Cryptocurrency - a new phenomenon in the modern economy, at the initial stage of development. Therefore, we can observe high volatility in the price of digital assets., fluctuations from minimum to maximum and back.
One of the first questions, emerging from newcomers to the world of digital money, about that, what is the cryptocurrency secured by. Security can be conventionally understood as property, which can be obtained instead of the purchased asset. Stocks have real estate, working tools and production capacities of companies, and real money until the 70s was backed by gold. But today the situation has changed, provision in the form, eg, modern fiat money essentially has no gold. Fiat, but, is a legal and accepted means of payment. Therefore, their cost is set, regulated, guaranteed and stabilized by the state.

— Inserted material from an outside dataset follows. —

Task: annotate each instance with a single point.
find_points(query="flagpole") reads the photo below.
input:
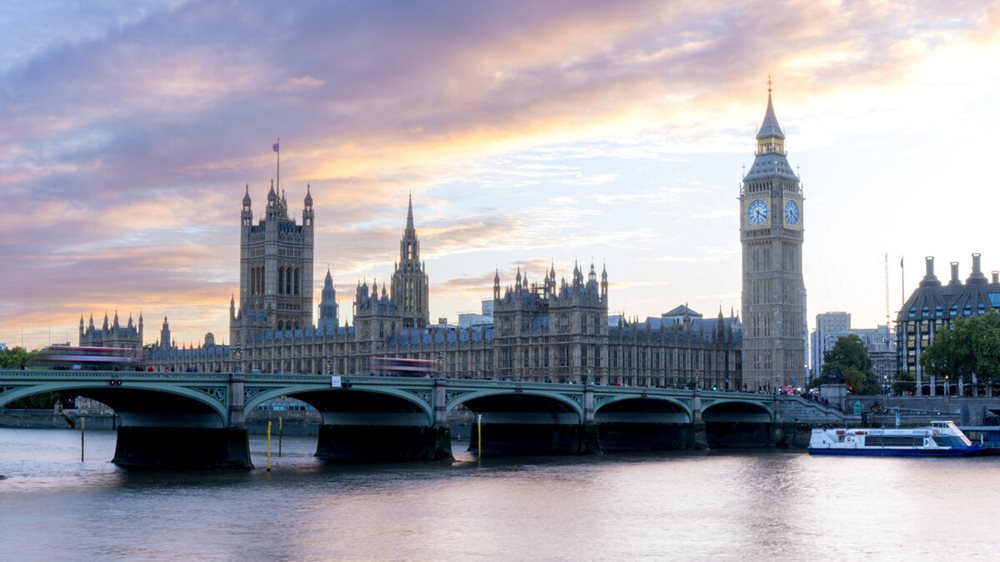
(902, 284)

Cryptocurrencies – it is a digital asset, the course of which is determined by the confidence in it from the side of the holders. Crypto is still more of an investment vehicle, but not a means of payment, as is the case with fiat money. These points are key in the formation of the price of digital coins..
There are several factors to be aware of., which will help you make better decisions in matters of investing in a particular cryptocurrency.
- Supply and demand.
Price rise – it is always an increase in demand, price drop – respectively, drop in demand. Supply and demand are the most important factors, determining the price of any asset. Let's give an example: diamond prices are high, because they are made from rare naturally occurring diamonds. but, if the market were suddenly replenished with a large treasure of diamonds, then this would immediately lead to a fall in prices for them. This is how supply and demand work in the economy.. Limited emission, crypto coins increase their value, increasing the demand for this type of asset.
- Economic forces.
Using digital assets in real financial transactions, volumes of coins, average transaction rate. The higher the volumes on the exchange, the more often currency is used for financial transactions in the real world. This has a beneficial effect on the exchange rate of the coin..
- News background.
It is important to be aware of the news around crypto coins, which you have already bought or are considering for investment. for example, news about the ban of digital currency in any country or about the hacking of the exchange can have a negative impact on the value of the cryptocurrency. AND, on the contrary, news about, that a major retail store started accepting digital money, will lead to an increase in the rate. The more widespread coverage of a news event is (as negative, and positive), the more the course will change.
- Fear factor.
Billionaire Warren Buffett said: “Investors should be afraid, when others are greedy, but be greedy, when others are afraid ". There is always fear in the market, uncertainty and doubt. There are people, who buy any cryptocurrency during the period of its price growth, hoping for further recovery. And since the market is constantly adjusting, investor, overly emotional about price changes, may withdraw funds or make other fear-based decisions and regret it, when the market enters normal mode.
- Mutual influence.
Many cryptocurrencies naturally focus on Bitcoin, since it is the first digital currency. for example, when Bitcoin first began to experience its big boom in 2012 year, the value of Litecoin has grown with it, as people hoped, that the growth of the first will contribute to the growth of the rate of the second. To some extent, their hope was justified., but this may not work in the future, especially, that altcoins are developing and spreading very quickly.
- Rate of implementation.
One of the positive factors is its widespread use.. When large retail trading corporations announce their support for any cryptocurrency, this helps to increase the value of the currency for its owners and attracts interest in this currency, stimulating its acquisition by other investors. it, in turn, increases the value of such a currency, as retail stores and businesses start to accept cryptocurrency as a payment method.
Any exchange hacks, security failures or the closure of a major exchange can directly affect the value of cryptocurrencies in general.
- Organized pressure.
When there is a sharp fall or rise in the rate of cryptocoins, this does not indicate the increased interest of users in the coin, and about that, that a diaper or the so-called "bull" appeared on the exchange. There is also a special term - "bullish trend". The task of the pumper is to artificially inflate the course (pump in translation means "to inflate"). Pumper buys a certain cryptocurrency and creates the illusion of active growth of coins. Newbies start shopping too, to make money on the growth of the cryptocurrency rate, and the diaper at the peak of activity crashes the course, dumping: he gets rid of assets, as a result of which the price of coins collapses.
- Technological progress.
Cryptocurrency – this is a growing market, which is expanding in many industries outside of financial institutions. for example, legal contracts, can be stored on the blockchain for reliable validation. Any changes, included in the document, published publicly and authenticated, therefore there is no doubt about the authenticity of the document. Blockchain technology and tokens will change how these industries work, like real estate, health care, legal policy, media and startups. And this, in turn, will contribute to the spread of the use of digital currencies.
The formation of the cryptocurrency rate has a complex mechanism. For, to make money on cryptocurrency, it is necessary to take into account the above factors and analyze the situation in the digital money market.